In the hours after the May 22 ambush, the head of the Colombian army stood by his men, calling the massacre a tragic case of friendly fire, with the soldiers likely having mistaken the armed police for leftist rebels known to operate in the area.
But the nation's chief criminal investigator quickly produced a more chilling motive. "This was not a mistake, it was a crime -- a deliberate, criminal decision," Mario Iguaran, the prosecutor general, said on June 1. "The army was doing the bidding of drug traffickers."
The same day, eight soldiers, including the colonel who commanded them, were arrested based largely on evidence obtained by agents of the federal prosecutor's office. With the investigation expanding, seven more soldiers were ordered to turn themselves in on Saturday. All are expected to face charges of aggravated homicide.
The allegation of a premeditated massacre follows findings by the United Nations and human rights groups that Colombia's military is behind a recent wave of disappearances and killings of unarmed civilians. Together, the charges have damaged the credibility of an army on which President Alvaro Uribe has leaned heavily in a remarkably successful effort to reduce rebel attacks and kidnappings for ransom. The ambush also drew a rare rebuke from Colombia's backers in the U.S. Congress, which has approved $4 billion in mostly military and anti-narcotics aid since 2000.
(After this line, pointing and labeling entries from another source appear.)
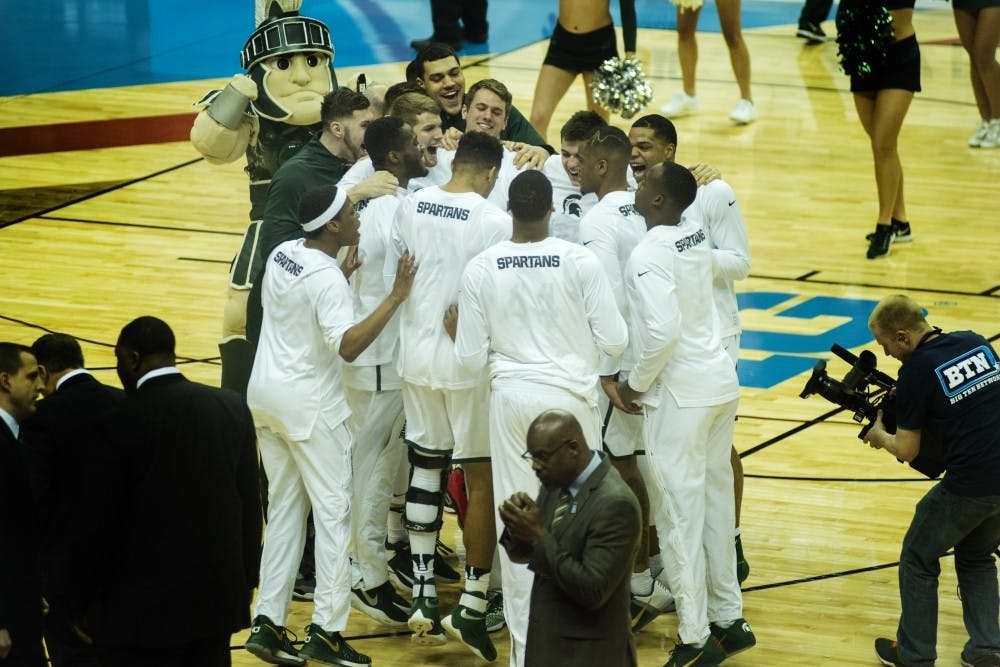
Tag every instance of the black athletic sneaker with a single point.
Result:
(887, 652)
(734, 639)
(880, 242)
(689, 655)
(383, 604)
(901, 232)
(329, 648)
(811, 32)
(494, 611)
(269, 642)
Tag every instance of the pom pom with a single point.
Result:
(864, 33)
(621, 87)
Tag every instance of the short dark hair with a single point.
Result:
(58, 352)
(148, 336)
(581, 125)
(676, 183)
(494, 87)
(381, 136)
(10, 357)
(610, 143)
(430, 53)
(530, 196)
(397, 90)
(663, 129)
(340, 103)
(478, 150)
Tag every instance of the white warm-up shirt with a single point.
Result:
(568, 204)
(505, 174)
(369, 289)
(443, 231)
(716, 207)
(674, 327)
(540, 312)
(611, 229)
(296, 374)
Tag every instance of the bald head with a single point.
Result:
(558, 448)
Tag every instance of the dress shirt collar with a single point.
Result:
(73, 373)
(11, 423)
(157, 372)
(578, 483)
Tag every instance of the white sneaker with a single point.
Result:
(977, 137)
(743, 113)
(992, 138)
(680, 104)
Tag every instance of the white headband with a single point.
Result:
(329, 213)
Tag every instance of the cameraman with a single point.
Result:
(949, 387)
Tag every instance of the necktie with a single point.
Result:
(562, 507)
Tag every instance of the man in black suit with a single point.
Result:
(176, 512)
(580, 540)
(62, 436)
(20, 581)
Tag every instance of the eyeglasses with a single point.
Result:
(542, 457)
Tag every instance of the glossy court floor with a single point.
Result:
(107, 213)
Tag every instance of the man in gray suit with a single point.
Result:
(579, 538)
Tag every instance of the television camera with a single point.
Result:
(864, 391)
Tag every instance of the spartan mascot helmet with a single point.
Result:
(282, 42)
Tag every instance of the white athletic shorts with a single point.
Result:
(454, 421)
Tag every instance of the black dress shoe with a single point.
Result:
(421, 44)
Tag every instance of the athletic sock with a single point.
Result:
(477, 582)
(642, 583)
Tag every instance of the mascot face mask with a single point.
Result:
(290, 59)
(296, 83)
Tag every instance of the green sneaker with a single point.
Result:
(329, 648)
(270, 643)
(689, 655)
(425, 622)
(742, 566)
(469, 627)
(383, 604)
(494, 611)
(737, 637)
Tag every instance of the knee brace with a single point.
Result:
(430, 500)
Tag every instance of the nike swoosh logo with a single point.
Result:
(694, 660)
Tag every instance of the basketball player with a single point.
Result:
(687, 385)
(654, 139)
(374, 390)
(611, 229)
(445, 404)
(540, 310)
(298, 403)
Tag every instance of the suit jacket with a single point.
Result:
(580, 597)
(178, 502)
(20, 581)
(62, 438)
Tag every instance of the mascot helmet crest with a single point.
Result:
(286, 34)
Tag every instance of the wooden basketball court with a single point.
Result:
(96, 237)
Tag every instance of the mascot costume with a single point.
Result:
(266, 114)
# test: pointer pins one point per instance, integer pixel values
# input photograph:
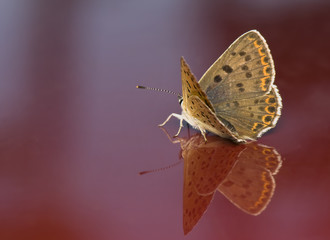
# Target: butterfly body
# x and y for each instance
(236, 97)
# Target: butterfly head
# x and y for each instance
(180, 100)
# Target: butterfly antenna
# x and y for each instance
(159, 90)
(159, 169)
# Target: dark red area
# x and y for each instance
(75, 132)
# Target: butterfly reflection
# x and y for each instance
(242, 173)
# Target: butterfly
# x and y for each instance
(236, 97)
(242, 173)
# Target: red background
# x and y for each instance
(74, 131)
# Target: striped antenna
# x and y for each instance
(159, 90)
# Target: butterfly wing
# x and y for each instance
(206, 165)
(250, 185)
(211, 162)
(253, 116)
(244, 73)
(194, 204)
(190, 86)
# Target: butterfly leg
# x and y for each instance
(181, 125)
(203, 133)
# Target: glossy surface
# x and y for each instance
(75, 132)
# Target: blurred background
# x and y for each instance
(75, 133)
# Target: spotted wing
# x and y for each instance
(242, 76)
(196, 104)
(250, 185)
(190, 86)
(194, 204)
(253, 116)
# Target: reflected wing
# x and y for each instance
(250, 185)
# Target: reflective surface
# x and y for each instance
(75, 132)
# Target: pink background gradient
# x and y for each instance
(75, 132)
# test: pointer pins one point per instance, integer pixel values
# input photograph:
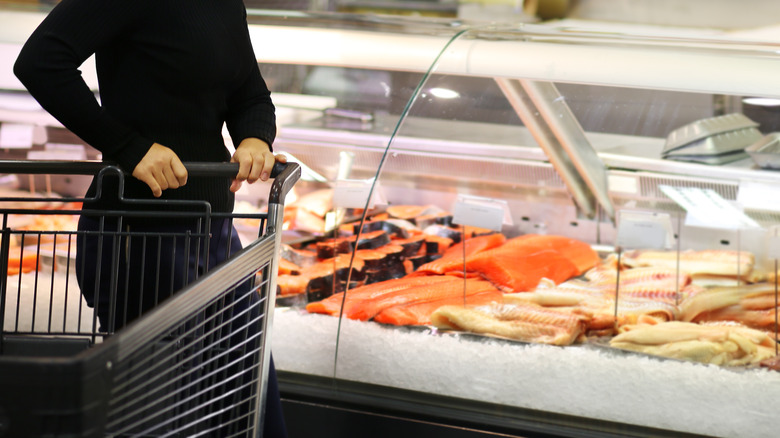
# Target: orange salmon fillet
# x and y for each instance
(332, 304)
(420, 313)
(452, 259)
(369, 308)
(515, 271)
(580, 253)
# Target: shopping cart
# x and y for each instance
(76, 360)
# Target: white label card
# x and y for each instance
(16, 135)
(644, 230)
(480, 212)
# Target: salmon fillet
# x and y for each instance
(452, 259)
(420, 313)
(332, 304)
(514, 271)
(369, 308)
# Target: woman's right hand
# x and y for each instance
(161, 169)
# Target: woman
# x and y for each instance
(171, 73)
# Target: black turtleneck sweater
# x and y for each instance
(169, 71)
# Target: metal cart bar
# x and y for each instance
(194, 365)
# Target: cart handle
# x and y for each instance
(285, 175)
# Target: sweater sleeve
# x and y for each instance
(48, 66)
(251, 112)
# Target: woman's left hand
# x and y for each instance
(255, 161)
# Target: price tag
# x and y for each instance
(349, 193)
(623, 184)
(16, 136)
(706, 208)
(644, 230)
(480, 212)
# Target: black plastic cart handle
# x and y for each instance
(284, 174)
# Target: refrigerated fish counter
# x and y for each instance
(522, 230)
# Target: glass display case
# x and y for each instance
(607, 183)
(522, 230)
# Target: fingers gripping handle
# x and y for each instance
(285, 175)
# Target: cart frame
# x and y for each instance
(195, 365)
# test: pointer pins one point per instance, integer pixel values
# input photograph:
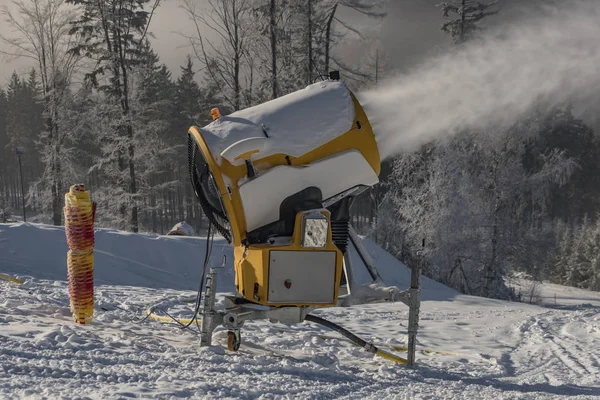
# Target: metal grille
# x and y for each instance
(339, 234)
(206, 190)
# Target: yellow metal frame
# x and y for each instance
(247, 258)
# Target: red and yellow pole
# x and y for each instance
(79, 226)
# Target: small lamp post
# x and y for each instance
(19, 151)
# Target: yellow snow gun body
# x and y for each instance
(277, 181)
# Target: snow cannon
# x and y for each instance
(277, 181)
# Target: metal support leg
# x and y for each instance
(364, 255)
(413, 313)
(209, 313)
(350, 282)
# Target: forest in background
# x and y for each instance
(100, 107)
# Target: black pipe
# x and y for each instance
(351, 336)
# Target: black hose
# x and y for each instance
(351, 336)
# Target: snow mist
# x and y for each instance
(490, 83)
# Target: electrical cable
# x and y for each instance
(370, 347)
(209, 241)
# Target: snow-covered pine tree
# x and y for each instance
(227, 61)
(39, 31)
(463, 18)
(113, 32)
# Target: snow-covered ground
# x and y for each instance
(470, 347)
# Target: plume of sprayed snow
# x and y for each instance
(490, 83)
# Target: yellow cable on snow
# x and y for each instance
(390, 357)
(11, 279)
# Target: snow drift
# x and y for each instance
(169, 262)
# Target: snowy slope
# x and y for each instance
(482, 348)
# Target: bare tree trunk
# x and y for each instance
(272, 13)
(328, 36)
(309, 27)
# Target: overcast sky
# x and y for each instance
(410, 33)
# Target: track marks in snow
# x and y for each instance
(546, 352)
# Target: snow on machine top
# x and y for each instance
(294, 124)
But despite public outrage over the killing of the squad, and to the dismay of senior police officials, Uribe has not reprimanded top military brass. That baffles many people, considering he has dismissed 11 army generals since taking office in 2002 for far lesser acts of negligence.
"What took place in Jamundi changes your thought process," Iguaran said in an interview. "Previously, I had the impression that the human rights abuses, if inevitable in every army throughout the world, weren't a real problem in Colombia. Now I have my doubts."
The scandal has revived allegations that troops were involved in a wave of killings of civilians who the army claimed were rebels killed in combat. Just this month, an army captain and three subordinates were arrested in Antioquia state on suspicion of masterminding the June 1 abduction of Saul Manco Jaramillo, a salesman who was snatched from a taxi while with his girlfriend. He has not been seen since.
In Washington, Rep. Jim McGovern (D-Mass.) proposed cutting U.S. aid to Colombia's military and police next year by $30 million, a symbolic 5 percent. His proposal failed, although 174 congressmen supported it.